La oficina estaba en penumbras, iluminada solo por la lámpara de aceite sobre el escritorio. El tic-tac del reloj era lo único que rompía el silencio. Eran alrededor de las 3 de la madrugada y Giovanni, con los pies sobre la madera gastada, cruzado de brazos, esperaba a Rafael para el cambio de turno.
Cuando había un reo a espera de juicio, tristemente, no podían abandonar la jefatura, en caso de que hubiera una fuga.
El calor del día aún pesaba en el aire. Y el cansancio se arrastraba sobre los párpados del alguacil, cada vez más pesado, más insistente…
Hasta que no pudo más y cerro sus ojos unos minutos, intento relajar los músculos del cuello, y hacer todo lo posible porque el cansancio disminuyera, hasta qué.
La puerta de la oficina se abrió sin hacer ruido.
Giovanni parpadeó lentamente, apenas consciente de la sombra que se deslizaba al interior, con la misma naturalidad de quien conoce el camino.
Nil.
Caminaba con su paso relajado, con esa maldita media sonrisa en los labios. Se detuvo frente al escritorio y lo observó con un brillo travieso en los ojos.
—¿Qué quieres? —preguntó Giovanni. Su voz sonó más baja, más densa.
Nil no respondió.
Solo avanzó, rodeo el escritorio, de la misma forma que lo hizo el día que había decidido levantar la denuncia.
Y antes de que Giovanni pudiera reaccionar, se subió sobre él, a horcajadas, apoyando el peso justo sobre sus caderas.
El cuerpo de Giovanni se tensó de inmediato.
Pero Nil se inclinó despacio, rodeándole el cuello con los brazos, arrastrando los dedos con pereza por su nuca.
El aire se volvió espeso.
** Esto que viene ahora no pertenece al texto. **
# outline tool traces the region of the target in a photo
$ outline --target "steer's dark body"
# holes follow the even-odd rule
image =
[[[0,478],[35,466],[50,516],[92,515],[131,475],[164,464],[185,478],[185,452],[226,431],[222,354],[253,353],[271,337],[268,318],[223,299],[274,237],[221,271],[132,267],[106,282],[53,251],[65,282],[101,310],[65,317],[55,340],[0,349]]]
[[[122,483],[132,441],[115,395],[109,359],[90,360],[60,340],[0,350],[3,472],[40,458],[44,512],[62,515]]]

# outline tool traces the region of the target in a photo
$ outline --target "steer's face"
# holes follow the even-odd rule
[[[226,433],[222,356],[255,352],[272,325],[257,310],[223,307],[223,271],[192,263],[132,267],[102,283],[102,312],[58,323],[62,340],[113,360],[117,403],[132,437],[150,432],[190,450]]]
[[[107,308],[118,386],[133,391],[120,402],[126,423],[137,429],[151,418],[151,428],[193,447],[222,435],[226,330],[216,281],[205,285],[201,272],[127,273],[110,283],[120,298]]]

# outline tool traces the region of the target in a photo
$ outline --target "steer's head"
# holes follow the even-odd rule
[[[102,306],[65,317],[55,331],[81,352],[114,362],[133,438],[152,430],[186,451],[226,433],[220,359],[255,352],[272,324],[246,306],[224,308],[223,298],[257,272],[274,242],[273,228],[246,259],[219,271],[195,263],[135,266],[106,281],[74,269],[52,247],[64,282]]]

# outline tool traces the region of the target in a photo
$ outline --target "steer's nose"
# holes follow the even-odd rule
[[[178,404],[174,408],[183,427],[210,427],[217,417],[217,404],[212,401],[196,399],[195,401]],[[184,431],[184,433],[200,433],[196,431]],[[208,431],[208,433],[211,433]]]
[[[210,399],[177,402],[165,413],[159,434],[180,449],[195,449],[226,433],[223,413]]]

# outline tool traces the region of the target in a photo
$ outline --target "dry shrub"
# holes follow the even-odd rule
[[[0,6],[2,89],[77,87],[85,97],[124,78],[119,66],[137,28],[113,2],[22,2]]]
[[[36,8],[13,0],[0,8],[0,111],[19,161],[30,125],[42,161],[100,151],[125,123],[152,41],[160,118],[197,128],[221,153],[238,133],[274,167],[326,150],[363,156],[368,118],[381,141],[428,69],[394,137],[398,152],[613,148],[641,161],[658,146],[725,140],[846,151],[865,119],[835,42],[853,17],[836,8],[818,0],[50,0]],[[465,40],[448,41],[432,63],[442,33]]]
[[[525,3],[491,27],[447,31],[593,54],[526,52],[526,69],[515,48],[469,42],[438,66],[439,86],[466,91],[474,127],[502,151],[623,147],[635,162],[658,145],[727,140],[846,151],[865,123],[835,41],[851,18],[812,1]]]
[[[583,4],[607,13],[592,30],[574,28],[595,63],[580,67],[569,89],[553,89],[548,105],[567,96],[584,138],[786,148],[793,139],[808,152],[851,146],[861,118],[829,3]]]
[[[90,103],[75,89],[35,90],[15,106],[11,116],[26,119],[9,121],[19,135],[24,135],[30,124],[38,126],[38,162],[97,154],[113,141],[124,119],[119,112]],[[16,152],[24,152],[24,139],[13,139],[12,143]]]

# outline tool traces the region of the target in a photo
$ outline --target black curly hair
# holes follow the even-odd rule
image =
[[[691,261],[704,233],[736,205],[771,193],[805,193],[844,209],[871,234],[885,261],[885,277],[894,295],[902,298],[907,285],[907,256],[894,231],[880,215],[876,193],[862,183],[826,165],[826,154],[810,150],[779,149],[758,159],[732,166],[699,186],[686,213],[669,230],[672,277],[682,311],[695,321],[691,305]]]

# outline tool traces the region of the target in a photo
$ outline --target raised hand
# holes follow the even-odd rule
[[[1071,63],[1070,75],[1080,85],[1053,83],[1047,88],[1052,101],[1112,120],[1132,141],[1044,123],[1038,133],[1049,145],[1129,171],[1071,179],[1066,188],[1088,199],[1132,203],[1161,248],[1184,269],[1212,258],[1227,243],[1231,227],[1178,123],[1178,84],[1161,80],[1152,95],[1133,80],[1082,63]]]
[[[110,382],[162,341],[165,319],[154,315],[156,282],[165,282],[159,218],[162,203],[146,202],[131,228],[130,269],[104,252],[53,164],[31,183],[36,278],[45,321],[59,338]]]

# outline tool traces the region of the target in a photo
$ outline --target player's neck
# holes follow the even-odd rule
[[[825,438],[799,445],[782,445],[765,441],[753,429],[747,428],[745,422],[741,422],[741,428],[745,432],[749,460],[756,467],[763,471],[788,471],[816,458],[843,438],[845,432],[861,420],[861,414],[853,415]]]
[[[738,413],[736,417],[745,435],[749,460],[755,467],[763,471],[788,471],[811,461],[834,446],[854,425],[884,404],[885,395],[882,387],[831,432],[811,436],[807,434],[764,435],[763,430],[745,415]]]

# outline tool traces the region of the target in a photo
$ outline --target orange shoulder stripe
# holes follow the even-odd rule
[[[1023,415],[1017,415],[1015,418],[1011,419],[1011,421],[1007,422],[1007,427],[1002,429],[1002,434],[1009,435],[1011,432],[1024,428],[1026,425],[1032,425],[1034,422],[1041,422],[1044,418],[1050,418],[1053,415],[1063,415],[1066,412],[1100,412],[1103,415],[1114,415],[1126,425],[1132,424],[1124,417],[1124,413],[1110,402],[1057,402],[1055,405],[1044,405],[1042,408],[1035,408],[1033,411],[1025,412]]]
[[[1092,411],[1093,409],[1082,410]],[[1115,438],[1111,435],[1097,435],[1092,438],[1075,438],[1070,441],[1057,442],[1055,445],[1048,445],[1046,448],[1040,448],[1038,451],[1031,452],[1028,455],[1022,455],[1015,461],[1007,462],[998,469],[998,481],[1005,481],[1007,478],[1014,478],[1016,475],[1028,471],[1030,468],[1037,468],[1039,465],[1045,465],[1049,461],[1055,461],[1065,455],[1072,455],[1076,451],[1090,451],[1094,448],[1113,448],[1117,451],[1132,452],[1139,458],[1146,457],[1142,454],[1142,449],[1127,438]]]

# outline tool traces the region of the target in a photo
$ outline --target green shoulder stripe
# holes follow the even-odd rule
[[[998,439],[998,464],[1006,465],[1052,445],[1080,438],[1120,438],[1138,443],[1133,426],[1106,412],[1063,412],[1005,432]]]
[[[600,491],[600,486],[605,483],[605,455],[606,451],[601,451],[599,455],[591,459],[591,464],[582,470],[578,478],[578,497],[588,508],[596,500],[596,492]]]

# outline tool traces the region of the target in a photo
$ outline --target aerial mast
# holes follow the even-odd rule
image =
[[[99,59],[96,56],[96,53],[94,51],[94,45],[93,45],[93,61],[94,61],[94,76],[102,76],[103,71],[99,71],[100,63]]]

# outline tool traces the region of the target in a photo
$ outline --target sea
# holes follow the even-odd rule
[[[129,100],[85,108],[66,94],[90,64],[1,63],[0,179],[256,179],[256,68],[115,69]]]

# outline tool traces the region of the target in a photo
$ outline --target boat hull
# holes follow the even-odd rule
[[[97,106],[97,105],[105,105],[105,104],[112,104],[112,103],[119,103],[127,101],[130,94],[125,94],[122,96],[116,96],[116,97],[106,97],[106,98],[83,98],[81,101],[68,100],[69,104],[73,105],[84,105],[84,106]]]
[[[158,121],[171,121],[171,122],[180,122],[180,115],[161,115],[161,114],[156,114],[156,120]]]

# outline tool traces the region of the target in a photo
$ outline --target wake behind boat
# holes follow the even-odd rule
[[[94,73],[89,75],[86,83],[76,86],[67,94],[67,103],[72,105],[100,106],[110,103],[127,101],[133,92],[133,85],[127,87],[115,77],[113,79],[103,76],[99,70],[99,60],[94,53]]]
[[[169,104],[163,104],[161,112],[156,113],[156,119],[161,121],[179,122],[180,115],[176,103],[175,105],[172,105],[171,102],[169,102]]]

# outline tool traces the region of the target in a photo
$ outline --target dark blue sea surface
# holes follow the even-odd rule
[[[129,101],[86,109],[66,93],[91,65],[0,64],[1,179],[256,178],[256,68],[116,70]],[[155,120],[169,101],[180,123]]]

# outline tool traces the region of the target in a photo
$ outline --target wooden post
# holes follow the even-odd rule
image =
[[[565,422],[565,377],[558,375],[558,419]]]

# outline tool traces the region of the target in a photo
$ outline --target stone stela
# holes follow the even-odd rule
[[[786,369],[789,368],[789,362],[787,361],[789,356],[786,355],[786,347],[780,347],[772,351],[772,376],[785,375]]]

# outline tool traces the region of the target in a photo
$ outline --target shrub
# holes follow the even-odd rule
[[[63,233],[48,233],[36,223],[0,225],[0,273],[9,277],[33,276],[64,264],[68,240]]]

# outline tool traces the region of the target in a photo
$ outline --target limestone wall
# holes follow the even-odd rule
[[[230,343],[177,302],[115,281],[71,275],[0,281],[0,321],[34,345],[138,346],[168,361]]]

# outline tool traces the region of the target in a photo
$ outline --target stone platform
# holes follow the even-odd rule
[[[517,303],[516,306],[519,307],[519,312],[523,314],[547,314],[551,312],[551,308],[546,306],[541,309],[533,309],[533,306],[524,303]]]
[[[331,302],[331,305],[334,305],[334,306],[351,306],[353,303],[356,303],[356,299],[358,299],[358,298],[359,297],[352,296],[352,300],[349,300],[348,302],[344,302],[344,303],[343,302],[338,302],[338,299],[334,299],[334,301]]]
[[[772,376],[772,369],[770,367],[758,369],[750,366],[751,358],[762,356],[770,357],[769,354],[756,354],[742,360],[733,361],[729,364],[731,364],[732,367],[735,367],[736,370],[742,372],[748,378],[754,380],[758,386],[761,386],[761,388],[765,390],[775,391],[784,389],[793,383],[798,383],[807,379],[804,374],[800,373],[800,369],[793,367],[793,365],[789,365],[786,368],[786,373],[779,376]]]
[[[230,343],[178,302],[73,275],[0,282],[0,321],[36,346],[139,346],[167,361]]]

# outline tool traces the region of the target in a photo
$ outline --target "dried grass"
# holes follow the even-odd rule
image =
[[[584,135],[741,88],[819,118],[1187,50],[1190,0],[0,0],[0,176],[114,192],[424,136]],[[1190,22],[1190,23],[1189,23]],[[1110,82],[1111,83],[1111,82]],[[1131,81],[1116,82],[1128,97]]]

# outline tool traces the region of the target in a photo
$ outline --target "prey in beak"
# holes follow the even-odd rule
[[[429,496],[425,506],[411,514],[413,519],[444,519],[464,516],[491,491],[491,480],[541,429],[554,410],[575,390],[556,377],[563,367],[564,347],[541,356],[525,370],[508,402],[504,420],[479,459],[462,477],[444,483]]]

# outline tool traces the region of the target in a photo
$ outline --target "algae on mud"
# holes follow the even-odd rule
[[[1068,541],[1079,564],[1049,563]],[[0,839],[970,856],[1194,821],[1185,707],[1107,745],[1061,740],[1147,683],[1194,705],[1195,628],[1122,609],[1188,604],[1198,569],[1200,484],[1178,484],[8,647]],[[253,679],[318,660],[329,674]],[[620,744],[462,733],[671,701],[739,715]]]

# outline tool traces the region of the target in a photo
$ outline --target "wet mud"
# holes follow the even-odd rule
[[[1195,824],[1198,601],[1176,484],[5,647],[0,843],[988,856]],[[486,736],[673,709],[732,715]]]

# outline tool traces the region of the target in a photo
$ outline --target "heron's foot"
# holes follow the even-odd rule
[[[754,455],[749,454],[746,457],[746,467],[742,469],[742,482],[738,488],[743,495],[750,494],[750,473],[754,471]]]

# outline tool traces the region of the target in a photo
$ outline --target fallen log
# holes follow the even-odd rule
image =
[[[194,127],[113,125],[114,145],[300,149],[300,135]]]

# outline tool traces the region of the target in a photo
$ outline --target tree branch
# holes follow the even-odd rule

Cálido. Cargado de algo que Giovanni no podía nombrar, pero sentía arder en la piel.
—Me regresé por ti, Giovanni… —susurró Nil, con un tono que no tenía derecho a sonar así.
La voz le rozó la piel.
El aliento de Nil estaba demasiado cerca.
Demasiado caliente.
Y entonces, Nil bajó un poco más…
Más cerca.
Lo suficiente para que sus labios casi se rozaran.
Lo suficiente para que Giovanni sintiera su respiración entrecortada contra su boca.
—Me quedé por ti.
Giovanni sintió que el suelo se desmoronaba bajo sus pies.
Pero antes de que pudiera hacer o decir algo…
Despertó.
De golpe.
Con el corazón martillándole el pecho.
Con la respiración demasiado agitada.
Y con el nombre de Nil atrapado en la garganta.
Se incorporó de inmediato, pasando una mano por su cara. El sudor frío le cubría la nuca.
Maldita sea.
El sonido de pasos afuera lo hizo reaccionar.
La puerta de la oficina se abrió, y Rafael asomó la cabeza con el ceño fruncido.
—Te ves fatal.
Giovanni le dedicó una mirada seca y se inclinó hacia la mesa, masajeándose las sienes.
—No es nada.
Rafael no se lo tragó.
—Has estado más irritable que de costumbre —comentó, entrando por completo y dejando su sombrero sobre el perchero—. Y eso ya es decir mucho.
—Dije que estoy bien.
—Claro. Y yo soy el presidente —bufó Rafael—. Tómate el día mañana, alguacil. Últimamente, estás más tenso que burro en cristalería.
Giovanni resopló y esta vez no discutió. Se pasó una mano por la nuca, sintiendo la tensión acumulada en los hombros.
Quizá… quizá si necesitaba despejarse.
—Está bien —murmuró finalmente—. Mañana no vengo.
Rafael parpadeó.
—¿Así de fácil?
—Si me necesitan, pueden venir a buscarme.
Rafael lo miró con suspicacia.
—¿Y qué vas a hacer con tu día libre?
Giovanni tomó su sombrero del escritorio, apretándolo entre los dedos.
—Eso no es asunto tuyo.
Y salió de la oficina, dejando a Rafael con una ceja arqueada y una sonrisa divertida.
Lo que nadie sabía…
Era que Giovanni iba a visitar la iglesia.
Y si el cielo tenía paciencia, tal vez… tal vez el cura le ayudaría a sacarse el nombre de Nil de la cabeza.